Worms

Some days he'd rub two pegs together
until they made a greasy hum
like rain, the sound of moles
grawing the dirt's grain, the song
soils sing before a quake,
and the red bodies would hang
above the ground in a kind of confusion
or ecstasy. They would writhe.

The farmer showed me
the way worms made love
in concrete, coffin-shaped beds
on mattresses of moss and peat, slipping
under the rubber collars of each other,
joyous, shy, nervous, taking turns.
Androgynous worms, their pale larva
rising like dew on black earth.

He told me about the sweet spot
in the warm dirt where he found
the wild ones, night crawlers
a foot long. How he worked
day and night--plastic sky
dripping on his neck--preached
on Sundays, sixteen years old,
reeking of worm sweat.

We drove around his slow
Louisiana Baptist town, the square
garlanded with green metallic boughs,
red Noels, though it was October.
There was one movie house.
The Bijou of course.
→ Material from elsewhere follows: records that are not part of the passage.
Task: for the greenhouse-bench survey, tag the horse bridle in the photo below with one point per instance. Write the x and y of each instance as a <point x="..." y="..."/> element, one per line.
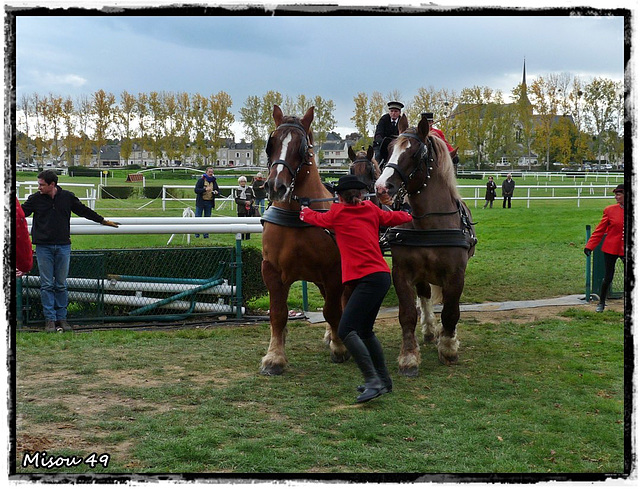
<point x="424" y="156"/>
<point x="305" y="155"/>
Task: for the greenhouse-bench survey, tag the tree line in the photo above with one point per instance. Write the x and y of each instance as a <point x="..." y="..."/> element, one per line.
<point x="573" y="121"/>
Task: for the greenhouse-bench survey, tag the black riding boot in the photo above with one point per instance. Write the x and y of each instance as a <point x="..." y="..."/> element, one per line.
<point x="604" y="291"/>
<point x="372" y="385"/>
<point x="377" y="358"/>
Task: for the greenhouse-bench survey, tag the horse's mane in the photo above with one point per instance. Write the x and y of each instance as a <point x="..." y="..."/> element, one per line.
<point x="291" y="119"/>
<point x="444" y="165"/>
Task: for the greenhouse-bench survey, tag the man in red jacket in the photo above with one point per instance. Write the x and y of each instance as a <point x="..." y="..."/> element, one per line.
<point x="612" y="224"/>
<point x="357" y="223"/>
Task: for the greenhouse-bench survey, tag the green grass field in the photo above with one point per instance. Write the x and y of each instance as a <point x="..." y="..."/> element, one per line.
<point x="528" y="397"/>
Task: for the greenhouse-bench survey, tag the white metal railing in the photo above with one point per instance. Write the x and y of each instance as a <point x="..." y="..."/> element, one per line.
<point x="224" y="201"/>
<point x="593" y="192"/>
<point x="167" y="225"/>
<point x="31" y="187"/>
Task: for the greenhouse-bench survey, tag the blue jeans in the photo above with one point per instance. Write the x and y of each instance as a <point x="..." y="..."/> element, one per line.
<point x="53" y="265"/>
<point x="207" y="206"/>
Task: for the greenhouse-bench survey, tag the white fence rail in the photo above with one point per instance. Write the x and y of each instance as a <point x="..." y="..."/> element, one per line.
<point x="31" y="187"/>
<point x="582" y="192"/>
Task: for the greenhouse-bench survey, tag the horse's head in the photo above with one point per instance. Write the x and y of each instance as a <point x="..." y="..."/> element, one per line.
<point x="289" y="148"/>
<point x="413" y="156"/>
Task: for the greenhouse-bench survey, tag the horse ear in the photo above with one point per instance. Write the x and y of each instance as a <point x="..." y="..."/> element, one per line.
<point x="403" y="124"/>
<point x="277" y="115"/>
<point x="307" y="119"/>
<point x="423" y="129"/>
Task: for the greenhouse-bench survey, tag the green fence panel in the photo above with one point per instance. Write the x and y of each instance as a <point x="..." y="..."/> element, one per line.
<point x="143" y="284"/>
<point x="597" y="274"/>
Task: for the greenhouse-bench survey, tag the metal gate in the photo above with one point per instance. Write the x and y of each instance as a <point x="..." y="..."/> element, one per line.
<point x="163" y="284"/>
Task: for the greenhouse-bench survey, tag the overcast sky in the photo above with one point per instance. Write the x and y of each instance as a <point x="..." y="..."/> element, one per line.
<point x="332" y="56"/>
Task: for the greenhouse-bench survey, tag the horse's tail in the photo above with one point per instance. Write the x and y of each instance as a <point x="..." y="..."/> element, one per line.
<point x="436" y="294"/>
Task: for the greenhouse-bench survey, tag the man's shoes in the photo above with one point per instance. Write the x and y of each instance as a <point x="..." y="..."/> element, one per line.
<point x="64" y="325"/>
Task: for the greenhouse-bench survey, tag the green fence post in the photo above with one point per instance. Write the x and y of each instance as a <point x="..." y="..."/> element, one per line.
<point x="588" y="257"/>
<point x="239" y="275"/>
<point x="305" y="298"/>
<point x="18" y="302"/>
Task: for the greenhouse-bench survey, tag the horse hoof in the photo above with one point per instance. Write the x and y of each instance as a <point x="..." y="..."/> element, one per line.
<point x="409" y="371"/>
<point x="430" y="338"/>
<point x="271" y="369"/>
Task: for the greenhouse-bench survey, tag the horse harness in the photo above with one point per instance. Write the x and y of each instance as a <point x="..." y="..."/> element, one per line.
<point x="305" y="154"/>
<point x="463" y="237"/>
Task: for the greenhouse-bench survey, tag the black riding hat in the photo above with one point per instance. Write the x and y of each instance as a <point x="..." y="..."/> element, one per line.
<point x="349" y="182"/>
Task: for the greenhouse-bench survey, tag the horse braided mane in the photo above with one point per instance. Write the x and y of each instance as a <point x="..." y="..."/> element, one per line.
<point x="444" y="164"/>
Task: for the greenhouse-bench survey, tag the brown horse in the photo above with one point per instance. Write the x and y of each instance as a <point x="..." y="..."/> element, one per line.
<point x="434" y="249"/>
<point x="293" y="250"/>
<point x="364" y="166"/>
First floor--
expensive, gummy, for whites only.
Blacks sat in the rafters for a quarter.

Filmy bayous surrounded
blank brown cotton fields,
fluttered with white heron.
Once a black man walked
by a white girl and she ran.
He never said hello. The citizens
dragged him from prison,
burned the man alive.

But that's an old story.
This one's new--a black boy
sat in that same prison five years,
innocent too, and when the town freed him
he headed for the Victorian house
he'd watched each night like television--
the illuminated window
of an eighty-year-old couple--

he knifed them both, raped the woman,
what felons become legend to.
If you tend worms your whole life,
dig their beds, stir the eggs,
sort the dark segmented bodies,
you'll lose the pattern of your own
flesh. The whorls of your fingers
will vanish. A worm can eat anything--

two by four, dog, human.
I know this world, said the farmer,
I've listened to worms my whole life
stirring in slime. I know where
we come from, and despite all our slick
designs, I know where we return.
This town's passed more than once
through the slippery tunnels of worms.